Except when mandatory provisions in ‘Produktansvarsloven’ stipulate otherwise, Mirit shall not be held liable for any damage to property caused by the Goods after they have been delivered to the Buyer and whilst in his possession. Nor shall Mirit be held liable for damages to products manufactured by the Buyer or to products in which such products form part.
Under all circumstances, Mirit cannot be held liable for loss of time, loss of production, loss of earnings, loss of profit or other direct or indirect or consequential losses which may arise, except when this follows from mandatory provisions in ‘Produktansvarsloven’.
Mirit’s liability for damage to property shall not exceed DKK 1,000,000.00 for any one event of damage.
The Buyer is obliged to renounce product liability to the extent legally possible in his contracts with third parties regarding the Goods, thus reflecting the limitations laid down in this Agreement. In addition, the Buyer is obliged to take out comprehensive product liability insurance that covers any claim of product liability that the Buyer may be held liable for.
If Mirit is held liable towards any third party for damage for which Mirit is not liable according to the provisions of this Agreement, including but not limited to damages in excess of the liability amount cap, the buyer shall indemnify, defend and hold Mirit harmless.
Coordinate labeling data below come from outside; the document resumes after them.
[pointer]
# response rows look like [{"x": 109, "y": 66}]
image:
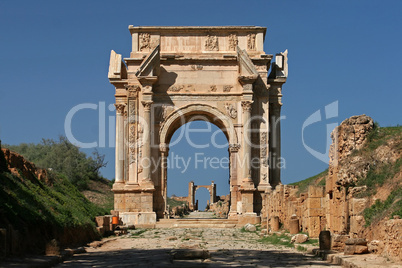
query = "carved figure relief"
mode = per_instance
[
  {"x": 227, "y": 88},
  {"x": 233, "y": 42},
  {"x": 175, "y": 88},
  {"x": 234, "y": 148},
  {"x": 145, "y": 42},
  {"x": 231, "y": 110},
  {"x": 246, "y": 105},
  {"x": 211, "y": 43},
  {"x": 251, "y": 42}
]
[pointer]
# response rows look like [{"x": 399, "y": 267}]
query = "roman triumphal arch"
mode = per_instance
[{"x": 178, "y": 74}]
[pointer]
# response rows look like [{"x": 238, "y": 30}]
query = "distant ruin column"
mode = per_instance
[
  {"x": 119, "y": 165},
  {"x": 146, "y": 152}
]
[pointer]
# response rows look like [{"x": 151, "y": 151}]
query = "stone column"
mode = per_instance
[
  {"x": 164, "y": 149},
  {"x": 233, "y": 150},
  {"x": 246, "y": 105},
  {"x": 119, "y": 165},
  {"x": 146, "y": 151},
  {"x": 276, "y": 143}
]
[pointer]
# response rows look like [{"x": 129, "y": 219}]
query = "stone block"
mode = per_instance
[
  {"x": 357, "y": 205},
  {"x": 275, "y": 224},
  {"x": 361, "y": 249},
  {"x": 101, "y": 230},
  {"x": 325, "y": 240},
  {"x": 315, "y": 212},
  {"x": 316, "y": 191},
  {"x": 102, "y": 221},
  {"x": 294, "y": 227},
  {"x": 52, "y": 248},
  {"x": 356, "y": 241},
  {"x": 313, "y": 203},
  {"x": 349, "y": 250}
]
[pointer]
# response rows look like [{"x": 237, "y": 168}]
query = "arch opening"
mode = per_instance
[{"x": 198, "y": 154}]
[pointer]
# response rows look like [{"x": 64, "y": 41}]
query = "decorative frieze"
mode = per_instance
[
  {"x": 211, "y": 43},
  {"x": 147, "y": 105},
  {"x": 234, "y": 148},
  {"x": 145, "y": 41},
  {"x": 251, "y": 41},
  {"x": 120, "y": 107},
  {"x": 246, "y": 105},
  {"x": 175, "y": 88},
  {"x": 227, "y": 88},
  {"x": 233, "y": 42}
]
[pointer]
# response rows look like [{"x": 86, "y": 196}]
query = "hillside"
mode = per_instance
[{"x": 38, "y": 205}]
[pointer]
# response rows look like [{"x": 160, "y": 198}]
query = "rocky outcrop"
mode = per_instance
[
  {"x": 339, "y": 206},
  {"x": 21, "y": 167}
]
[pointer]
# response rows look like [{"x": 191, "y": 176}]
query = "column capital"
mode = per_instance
[
  {"x": 132, "y": 90},
  {"x": 246, "y": 105},
  {"x": 164, "y": 148},
  {"x": 147, "y": 105},
  {"x": 234, "y": 148},
  {"x": 120, "y": 107}
]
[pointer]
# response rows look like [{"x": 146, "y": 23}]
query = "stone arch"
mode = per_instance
[{"x": 184, "y": 115}]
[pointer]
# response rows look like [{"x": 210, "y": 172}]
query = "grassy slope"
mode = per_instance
[{"x": 26, "y": 203}]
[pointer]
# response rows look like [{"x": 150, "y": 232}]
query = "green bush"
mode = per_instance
[{"x": 63, "y": 158}]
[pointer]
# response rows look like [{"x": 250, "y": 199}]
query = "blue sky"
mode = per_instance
[{"x": 54, "y": 55}]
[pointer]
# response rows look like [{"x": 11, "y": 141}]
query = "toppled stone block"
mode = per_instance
[
  {"x": 356, "y": 241},
  {"x": 375, "y": 246},
  {"x": 355, "y": 249},
  {"x": 250, "y": 227},
  {"x": 190, "y": 254},
  {"x": 299, "y": 238},
  {"x": 52, "y": 248}
]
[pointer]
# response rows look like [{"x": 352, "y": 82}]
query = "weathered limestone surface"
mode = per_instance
[
  {"x": 178, "y": 74},
  {"x": 336, "y": 206}
]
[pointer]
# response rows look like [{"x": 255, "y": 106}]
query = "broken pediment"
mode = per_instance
[
  {"x": 247, "y": 71},
  {"x": 117, "y": 68},
  {"x": 280, "y": 66},
  {"x": 150, "y": 66}
]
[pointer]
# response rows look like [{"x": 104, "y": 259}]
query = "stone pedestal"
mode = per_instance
[
  {"x": 275, "y": 224},
  {"x": 294, "y": 226}
]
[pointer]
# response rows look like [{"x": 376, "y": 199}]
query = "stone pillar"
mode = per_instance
[
  {"x": 276, "y": 143},
  {"x": 146, "y": 151},
  {"x": 119, "y": 165},
  {"x": 246, "y": 105},
  {"x": 163, "y": 147}
]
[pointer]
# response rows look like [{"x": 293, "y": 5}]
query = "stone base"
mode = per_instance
[
  {"x": 138, "y": 219},
  {"x": 248, "y": 218}
]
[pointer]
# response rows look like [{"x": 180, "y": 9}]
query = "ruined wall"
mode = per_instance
[{"x": 337, "y": 207}]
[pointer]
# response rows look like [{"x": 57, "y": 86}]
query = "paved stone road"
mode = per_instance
[{"x": 199, "y": 247}]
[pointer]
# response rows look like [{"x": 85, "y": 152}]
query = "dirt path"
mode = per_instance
[{"x": 191, "y": 248}]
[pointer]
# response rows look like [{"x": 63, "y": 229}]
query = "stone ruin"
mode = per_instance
[{"x": 175, "y": 75}]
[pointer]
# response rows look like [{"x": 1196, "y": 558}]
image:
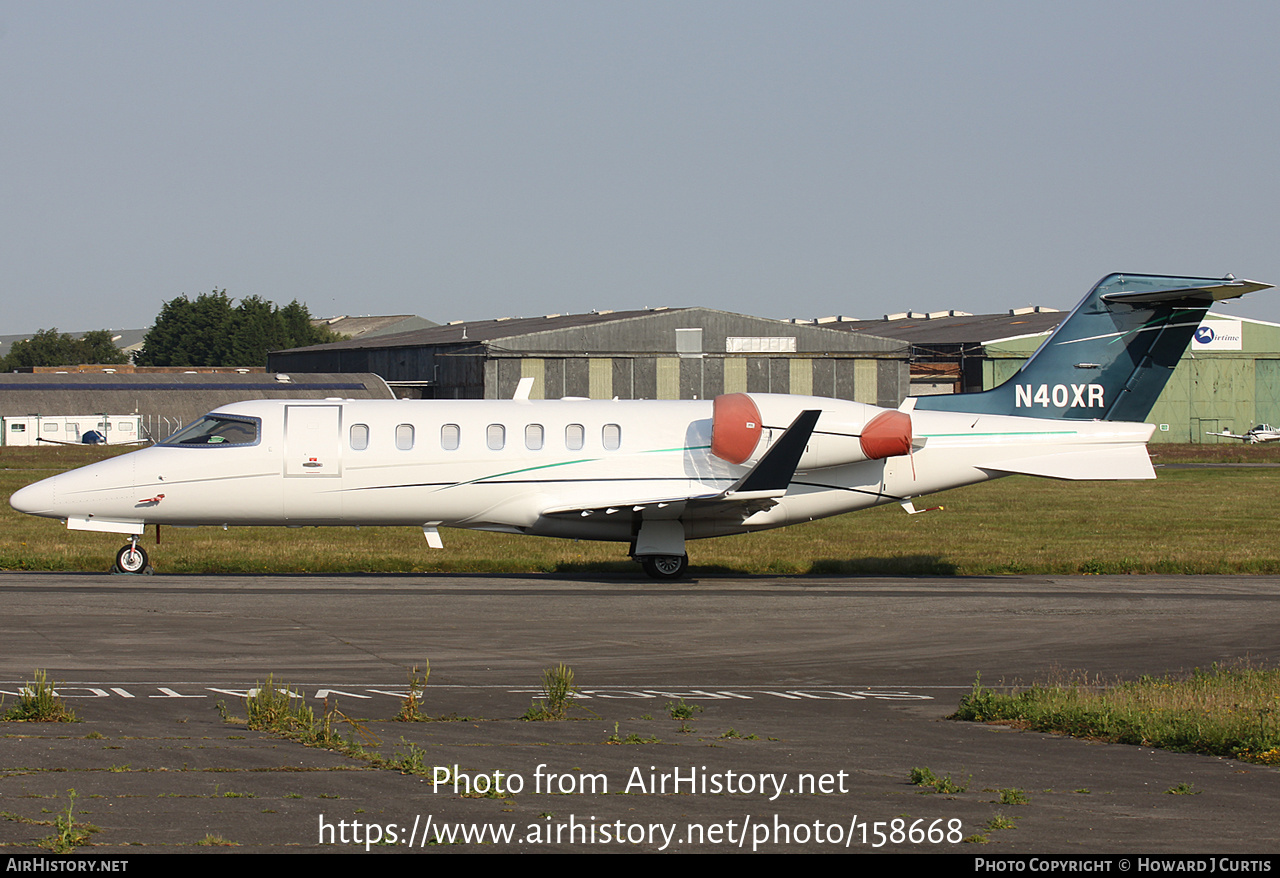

If a claim for damage based on product liability is lodged by a third party against one of the Parties, the latter party shall forthwith inform the other party thereof in writing. The Parties shall be mutually obliged to let themselves be summoned to the court or arbitral tribunal against one of them on the basis of damage allegedly caused by the Goods. The liability between the Parties shall, however, always be settled according to this Agreement.
Any dispute arising out of or in connection with this Agreement, including any disputes regarding the existence, validity or termination thereof – which cannot be amicably solved by negotiations between the Parties – shall be settled by mediation administrated by The Danish Institute of Arbitration in accordance with the rules on mediation adopted by The Danish Institute of Arbitration and in force at the time when such proceedings are commenced.
If the mediation proceedings are terminated without a settlement, the dispute shall be settled by arbitration administrated by The Danish Institute of Arbitration in accordance with the rules of arbitration procedure adopted by The Danish Institute of Arbitration and in force at the time when such proceedings are commenced.
The arbitral tribunal shall be composed of three arbitrators. The place of arbitration shall be Copenhagen. The language to be used in the proceedings shall be English, unless otherwise agreed in writing between the Parties.
12. Applicable Law
This Agreement shall be governed by Danish Law.